Yesterday, Microsoft’s Dick Craddock posted a blog entry describing a new feature that was recently added to Hotmail. This feature allows users to easily report when they think a friend’s email account has been hacked. Overall, this is quite a clever idea and a good move from Microsoft toward better securing its Hotmail service. This announcement comes hot on the tail of a publication of a report that shows that spammers are switching to using compromised accounts instead of directly sending mail from bots.
The idea behind the feature is that when an account is compromised, it is often used to spam the compromised user’s friends. This new system allows those friends to act as an early warning system in addition to Hotmail’s other account compromise detection features. Hotmail will even send notifications to Gmail and Yahoo!’s mail team if they find out that accounts from those providers have been hacked.
It’s very positive to see steps like this being added by online mail providers and I wouldn’t be surprised to see other providers follow suit. Microsoft is also enhancing its weak password detection in order to force users to use stronger passwords. This is also a good idea, as it will help protect users against attackers who manually guess their passwords but will be less effective at stopping account compromises from malware. Most modern data-stealing malware will intercept all Web passwords and send these back to the attacker so, unfortunately, it does not make much difference if your password is 123456 or if it looks like a cat ran across your keyboard.

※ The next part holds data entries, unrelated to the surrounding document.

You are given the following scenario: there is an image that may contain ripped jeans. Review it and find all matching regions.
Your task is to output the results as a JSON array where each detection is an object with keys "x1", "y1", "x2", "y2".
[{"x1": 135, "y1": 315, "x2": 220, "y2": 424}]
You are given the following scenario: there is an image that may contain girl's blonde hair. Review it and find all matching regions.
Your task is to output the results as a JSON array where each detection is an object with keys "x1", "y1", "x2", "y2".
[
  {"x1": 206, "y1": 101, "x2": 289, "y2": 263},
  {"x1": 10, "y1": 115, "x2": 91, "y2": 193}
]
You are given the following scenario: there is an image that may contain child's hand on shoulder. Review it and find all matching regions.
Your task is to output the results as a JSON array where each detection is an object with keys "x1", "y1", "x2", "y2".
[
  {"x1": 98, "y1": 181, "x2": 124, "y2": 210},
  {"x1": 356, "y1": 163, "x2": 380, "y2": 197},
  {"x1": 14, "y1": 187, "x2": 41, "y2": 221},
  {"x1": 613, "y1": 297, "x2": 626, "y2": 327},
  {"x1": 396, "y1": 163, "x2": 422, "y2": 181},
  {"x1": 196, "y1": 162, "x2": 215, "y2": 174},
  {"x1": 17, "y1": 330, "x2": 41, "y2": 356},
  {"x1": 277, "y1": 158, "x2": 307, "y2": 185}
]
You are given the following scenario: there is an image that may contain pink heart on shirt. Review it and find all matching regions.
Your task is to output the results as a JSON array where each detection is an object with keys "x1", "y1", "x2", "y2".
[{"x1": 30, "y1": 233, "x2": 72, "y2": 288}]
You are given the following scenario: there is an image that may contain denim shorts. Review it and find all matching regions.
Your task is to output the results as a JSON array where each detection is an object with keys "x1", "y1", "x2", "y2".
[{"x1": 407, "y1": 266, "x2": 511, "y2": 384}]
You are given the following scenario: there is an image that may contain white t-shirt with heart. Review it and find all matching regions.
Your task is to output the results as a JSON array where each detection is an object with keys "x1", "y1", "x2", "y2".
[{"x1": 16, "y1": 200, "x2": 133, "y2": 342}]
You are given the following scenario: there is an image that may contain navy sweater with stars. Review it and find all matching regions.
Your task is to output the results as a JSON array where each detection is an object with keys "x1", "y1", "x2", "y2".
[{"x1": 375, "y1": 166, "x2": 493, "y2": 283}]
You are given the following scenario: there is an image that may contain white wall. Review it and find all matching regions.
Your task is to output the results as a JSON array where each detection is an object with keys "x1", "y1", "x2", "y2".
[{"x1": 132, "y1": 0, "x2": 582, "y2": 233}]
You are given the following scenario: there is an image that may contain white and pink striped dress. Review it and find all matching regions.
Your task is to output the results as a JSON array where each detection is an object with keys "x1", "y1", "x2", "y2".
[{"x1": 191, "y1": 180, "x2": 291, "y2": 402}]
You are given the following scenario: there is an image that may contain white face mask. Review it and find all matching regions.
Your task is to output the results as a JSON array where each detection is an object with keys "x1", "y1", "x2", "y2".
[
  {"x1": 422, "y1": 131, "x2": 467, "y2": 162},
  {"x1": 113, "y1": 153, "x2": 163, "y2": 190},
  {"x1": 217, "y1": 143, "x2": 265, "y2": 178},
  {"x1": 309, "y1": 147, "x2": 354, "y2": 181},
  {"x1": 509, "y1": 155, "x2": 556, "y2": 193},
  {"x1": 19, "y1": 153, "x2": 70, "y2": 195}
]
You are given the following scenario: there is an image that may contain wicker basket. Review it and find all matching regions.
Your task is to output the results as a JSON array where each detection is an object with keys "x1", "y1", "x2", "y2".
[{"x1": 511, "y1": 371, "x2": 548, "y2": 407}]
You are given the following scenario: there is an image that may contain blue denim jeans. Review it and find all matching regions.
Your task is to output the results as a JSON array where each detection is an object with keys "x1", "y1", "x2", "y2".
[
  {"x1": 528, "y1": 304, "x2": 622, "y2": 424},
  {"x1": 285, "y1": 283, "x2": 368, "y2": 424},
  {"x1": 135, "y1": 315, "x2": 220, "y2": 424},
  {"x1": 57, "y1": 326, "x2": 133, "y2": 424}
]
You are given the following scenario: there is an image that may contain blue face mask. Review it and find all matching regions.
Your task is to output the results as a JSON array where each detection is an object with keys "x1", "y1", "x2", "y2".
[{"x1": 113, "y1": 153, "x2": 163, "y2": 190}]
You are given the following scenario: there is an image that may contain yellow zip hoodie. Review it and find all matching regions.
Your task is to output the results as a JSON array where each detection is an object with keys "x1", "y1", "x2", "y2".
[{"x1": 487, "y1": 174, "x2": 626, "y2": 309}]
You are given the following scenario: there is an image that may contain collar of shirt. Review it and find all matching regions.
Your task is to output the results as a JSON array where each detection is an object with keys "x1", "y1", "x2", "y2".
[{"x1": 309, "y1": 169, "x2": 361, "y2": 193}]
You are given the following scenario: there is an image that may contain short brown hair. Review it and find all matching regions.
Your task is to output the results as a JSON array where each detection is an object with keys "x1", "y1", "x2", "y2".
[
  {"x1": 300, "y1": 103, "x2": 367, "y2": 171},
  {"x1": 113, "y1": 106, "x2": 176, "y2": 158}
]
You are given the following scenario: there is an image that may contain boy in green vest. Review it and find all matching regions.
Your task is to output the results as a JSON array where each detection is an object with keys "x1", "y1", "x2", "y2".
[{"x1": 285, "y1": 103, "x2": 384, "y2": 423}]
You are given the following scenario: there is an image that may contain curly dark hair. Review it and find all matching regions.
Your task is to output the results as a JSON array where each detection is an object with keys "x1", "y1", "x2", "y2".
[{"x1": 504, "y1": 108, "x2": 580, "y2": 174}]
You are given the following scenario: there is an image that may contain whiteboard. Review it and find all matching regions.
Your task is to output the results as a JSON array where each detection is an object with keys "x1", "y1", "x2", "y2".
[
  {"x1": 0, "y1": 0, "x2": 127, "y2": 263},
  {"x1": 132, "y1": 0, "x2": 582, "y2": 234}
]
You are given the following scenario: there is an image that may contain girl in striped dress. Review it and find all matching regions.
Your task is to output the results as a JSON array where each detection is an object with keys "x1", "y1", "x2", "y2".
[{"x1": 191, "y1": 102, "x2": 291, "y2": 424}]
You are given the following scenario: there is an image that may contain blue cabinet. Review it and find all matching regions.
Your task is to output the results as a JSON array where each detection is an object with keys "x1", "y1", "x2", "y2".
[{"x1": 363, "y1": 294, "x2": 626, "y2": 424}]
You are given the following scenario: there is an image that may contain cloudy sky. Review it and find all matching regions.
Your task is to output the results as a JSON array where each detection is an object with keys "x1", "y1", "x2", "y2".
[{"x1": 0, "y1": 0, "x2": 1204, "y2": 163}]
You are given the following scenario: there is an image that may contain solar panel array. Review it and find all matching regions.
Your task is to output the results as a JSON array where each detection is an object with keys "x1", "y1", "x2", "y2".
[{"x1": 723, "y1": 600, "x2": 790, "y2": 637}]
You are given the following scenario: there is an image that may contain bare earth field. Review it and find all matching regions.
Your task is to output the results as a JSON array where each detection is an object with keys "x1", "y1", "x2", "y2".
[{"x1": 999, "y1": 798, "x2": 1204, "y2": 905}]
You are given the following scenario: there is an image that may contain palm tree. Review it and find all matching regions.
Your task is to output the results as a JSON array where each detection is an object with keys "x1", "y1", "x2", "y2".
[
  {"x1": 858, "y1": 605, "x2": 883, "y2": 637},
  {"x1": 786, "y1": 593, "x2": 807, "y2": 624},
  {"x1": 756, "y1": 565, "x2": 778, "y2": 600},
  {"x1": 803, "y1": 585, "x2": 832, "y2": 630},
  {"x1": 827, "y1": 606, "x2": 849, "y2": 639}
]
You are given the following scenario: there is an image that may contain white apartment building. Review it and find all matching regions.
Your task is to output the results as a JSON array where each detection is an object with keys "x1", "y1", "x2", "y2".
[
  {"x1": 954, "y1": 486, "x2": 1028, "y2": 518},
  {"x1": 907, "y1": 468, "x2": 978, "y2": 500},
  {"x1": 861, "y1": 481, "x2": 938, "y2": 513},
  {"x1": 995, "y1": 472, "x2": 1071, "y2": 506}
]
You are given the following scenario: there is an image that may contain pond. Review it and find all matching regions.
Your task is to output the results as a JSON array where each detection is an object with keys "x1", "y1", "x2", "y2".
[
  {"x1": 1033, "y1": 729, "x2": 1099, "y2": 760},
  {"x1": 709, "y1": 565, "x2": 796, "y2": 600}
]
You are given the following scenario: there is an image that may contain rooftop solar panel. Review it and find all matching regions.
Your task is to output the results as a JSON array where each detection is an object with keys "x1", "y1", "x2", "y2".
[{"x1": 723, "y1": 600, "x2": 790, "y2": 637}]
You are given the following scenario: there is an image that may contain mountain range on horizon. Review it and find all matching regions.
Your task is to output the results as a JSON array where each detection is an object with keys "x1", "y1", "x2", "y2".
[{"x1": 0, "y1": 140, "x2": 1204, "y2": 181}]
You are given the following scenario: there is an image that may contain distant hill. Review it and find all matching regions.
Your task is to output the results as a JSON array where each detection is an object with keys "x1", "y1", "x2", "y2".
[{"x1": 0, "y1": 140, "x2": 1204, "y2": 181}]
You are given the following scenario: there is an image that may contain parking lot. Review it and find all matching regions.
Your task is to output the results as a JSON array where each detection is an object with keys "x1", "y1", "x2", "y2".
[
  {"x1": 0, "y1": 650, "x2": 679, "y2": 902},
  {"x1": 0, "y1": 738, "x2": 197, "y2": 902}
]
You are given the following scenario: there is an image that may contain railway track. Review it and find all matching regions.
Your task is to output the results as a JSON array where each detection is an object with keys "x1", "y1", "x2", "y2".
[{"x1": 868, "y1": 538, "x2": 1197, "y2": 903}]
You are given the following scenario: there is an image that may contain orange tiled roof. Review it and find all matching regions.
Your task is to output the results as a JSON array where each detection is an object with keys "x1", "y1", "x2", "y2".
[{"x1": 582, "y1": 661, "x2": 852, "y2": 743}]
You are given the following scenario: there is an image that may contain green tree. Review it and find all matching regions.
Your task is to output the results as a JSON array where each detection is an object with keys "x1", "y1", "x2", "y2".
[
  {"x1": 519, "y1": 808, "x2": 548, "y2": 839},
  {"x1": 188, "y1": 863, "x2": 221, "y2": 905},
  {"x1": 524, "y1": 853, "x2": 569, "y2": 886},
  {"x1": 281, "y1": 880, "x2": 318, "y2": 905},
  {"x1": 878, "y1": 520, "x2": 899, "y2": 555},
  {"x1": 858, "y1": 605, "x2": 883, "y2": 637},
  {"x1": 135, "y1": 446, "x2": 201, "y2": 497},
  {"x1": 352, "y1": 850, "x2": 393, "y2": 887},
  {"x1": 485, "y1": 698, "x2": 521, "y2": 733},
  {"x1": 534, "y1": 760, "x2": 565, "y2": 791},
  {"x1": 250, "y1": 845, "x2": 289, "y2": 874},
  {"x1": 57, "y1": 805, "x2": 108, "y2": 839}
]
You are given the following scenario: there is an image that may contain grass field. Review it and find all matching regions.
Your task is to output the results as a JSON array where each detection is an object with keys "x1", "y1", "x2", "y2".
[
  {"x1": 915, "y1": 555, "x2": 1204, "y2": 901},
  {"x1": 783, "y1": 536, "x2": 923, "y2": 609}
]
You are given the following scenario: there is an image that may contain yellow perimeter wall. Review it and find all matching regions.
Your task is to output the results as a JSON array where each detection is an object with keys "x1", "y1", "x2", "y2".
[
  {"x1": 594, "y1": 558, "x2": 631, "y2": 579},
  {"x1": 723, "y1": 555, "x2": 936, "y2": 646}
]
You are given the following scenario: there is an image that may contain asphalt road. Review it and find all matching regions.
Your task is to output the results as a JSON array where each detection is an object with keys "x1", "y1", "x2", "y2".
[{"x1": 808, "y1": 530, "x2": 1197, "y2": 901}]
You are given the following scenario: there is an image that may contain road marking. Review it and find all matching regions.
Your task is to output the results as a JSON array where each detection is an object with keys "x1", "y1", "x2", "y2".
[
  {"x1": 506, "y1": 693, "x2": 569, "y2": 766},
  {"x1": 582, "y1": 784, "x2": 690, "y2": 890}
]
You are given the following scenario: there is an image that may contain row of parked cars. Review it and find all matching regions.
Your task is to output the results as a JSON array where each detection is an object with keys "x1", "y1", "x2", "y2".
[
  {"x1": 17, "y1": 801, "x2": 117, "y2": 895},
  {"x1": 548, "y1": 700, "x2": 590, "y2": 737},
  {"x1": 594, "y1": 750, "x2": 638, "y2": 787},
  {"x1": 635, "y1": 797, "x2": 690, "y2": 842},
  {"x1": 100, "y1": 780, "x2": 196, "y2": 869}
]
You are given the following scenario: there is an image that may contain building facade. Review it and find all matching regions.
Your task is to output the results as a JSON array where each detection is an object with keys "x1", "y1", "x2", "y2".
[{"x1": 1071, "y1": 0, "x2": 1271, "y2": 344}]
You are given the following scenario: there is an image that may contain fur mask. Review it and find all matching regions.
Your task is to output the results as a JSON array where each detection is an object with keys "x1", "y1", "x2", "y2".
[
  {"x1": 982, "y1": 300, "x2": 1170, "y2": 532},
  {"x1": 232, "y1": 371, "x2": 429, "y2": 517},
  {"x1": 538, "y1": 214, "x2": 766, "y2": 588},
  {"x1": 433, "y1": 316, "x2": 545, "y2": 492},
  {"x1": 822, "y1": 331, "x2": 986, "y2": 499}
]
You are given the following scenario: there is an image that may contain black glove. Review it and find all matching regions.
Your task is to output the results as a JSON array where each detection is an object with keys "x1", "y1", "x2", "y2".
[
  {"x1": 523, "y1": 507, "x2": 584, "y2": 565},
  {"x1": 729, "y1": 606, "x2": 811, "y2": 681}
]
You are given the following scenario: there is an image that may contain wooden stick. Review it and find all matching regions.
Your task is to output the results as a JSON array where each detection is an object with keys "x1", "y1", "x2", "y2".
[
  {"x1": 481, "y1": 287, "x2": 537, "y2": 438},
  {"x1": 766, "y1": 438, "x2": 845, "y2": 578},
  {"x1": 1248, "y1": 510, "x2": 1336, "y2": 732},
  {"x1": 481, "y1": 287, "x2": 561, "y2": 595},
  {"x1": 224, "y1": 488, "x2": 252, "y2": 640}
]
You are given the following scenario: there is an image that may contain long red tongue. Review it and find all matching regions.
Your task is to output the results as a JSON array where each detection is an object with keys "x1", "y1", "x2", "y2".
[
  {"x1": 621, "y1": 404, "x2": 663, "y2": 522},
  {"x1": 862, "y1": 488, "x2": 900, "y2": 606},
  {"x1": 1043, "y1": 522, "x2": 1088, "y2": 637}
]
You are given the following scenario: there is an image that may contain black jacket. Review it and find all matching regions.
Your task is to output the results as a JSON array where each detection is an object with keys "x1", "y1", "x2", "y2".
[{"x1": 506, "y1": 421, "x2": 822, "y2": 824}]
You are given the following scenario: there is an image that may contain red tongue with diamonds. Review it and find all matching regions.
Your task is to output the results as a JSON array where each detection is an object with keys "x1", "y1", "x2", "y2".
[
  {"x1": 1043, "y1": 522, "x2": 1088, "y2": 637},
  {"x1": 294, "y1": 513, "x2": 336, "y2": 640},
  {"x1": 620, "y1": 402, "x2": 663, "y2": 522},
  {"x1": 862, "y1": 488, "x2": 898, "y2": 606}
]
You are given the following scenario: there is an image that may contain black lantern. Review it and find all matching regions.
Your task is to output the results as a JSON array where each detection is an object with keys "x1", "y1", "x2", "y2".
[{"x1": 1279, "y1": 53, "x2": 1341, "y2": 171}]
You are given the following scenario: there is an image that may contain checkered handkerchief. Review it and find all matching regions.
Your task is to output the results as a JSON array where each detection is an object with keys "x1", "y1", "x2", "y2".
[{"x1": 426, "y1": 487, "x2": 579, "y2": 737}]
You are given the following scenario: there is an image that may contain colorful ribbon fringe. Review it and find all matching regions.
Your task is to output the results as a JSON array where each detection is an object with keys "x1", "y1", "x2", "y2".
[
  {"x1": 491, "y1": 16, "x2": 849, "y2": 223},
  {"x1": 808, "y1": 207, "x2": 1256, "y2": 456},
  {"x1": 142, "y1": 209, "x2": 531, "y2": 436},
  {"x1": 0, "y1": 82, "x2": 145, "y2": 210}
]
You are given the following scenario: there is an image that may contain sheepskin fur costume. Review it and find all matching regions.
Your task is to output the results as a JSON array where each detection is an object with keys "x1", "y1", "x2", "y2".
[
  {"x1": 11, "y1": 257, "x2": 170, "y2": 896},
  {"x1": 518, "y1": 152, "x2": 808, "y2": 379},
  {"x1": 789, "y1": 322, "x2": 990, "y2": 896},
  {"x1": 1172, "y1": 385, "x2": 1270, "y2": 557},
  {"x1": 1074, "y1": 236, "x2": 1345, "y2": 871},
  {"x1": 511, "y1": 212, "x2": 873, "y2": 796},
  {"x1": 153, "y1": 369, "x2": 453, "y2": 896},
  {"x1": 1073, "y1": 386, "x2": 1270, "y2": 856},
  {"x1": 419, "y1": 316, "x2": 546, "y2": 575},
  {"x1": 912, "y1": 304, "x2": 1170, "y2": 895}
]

While we’re at it, here are some other neat Webmail security features you may not have been aware of:
- Hotmail allows users to use a single-use code to log in when they are logging into the site from an untrusted machine (e.g., an Internet cafe, a public shared machine, a hacker friend’s laptop, etc.). There is a link just below the Sign in button on login.live.com.
- Gmail provides the option of using two-factor authentication, which requires you to have access to your phone in order to log in. This means that an attacker would need to have physical access to your phone in addition to your account details in order to access your account.
- Earlier this year, I wrote a blog entry advising users to lie when filling out their password recovery questions. Password recovery questions can still be one of the weakest links in ensuring Webmail security.
What will be interesting to see is how attackers respond to this move, especially if other providers copy Hotmail. It will force attackers to use a different approach to whom they spam from a compromised account. This is obviously a cat-and-mouse game, with the security industry gaining an upper hand for sometime before the balance flips back and forth between the two. But any technology that makes the lives of cybercriminals more difficult and directly cuts into their bottom line is definitely a welcome one in my book.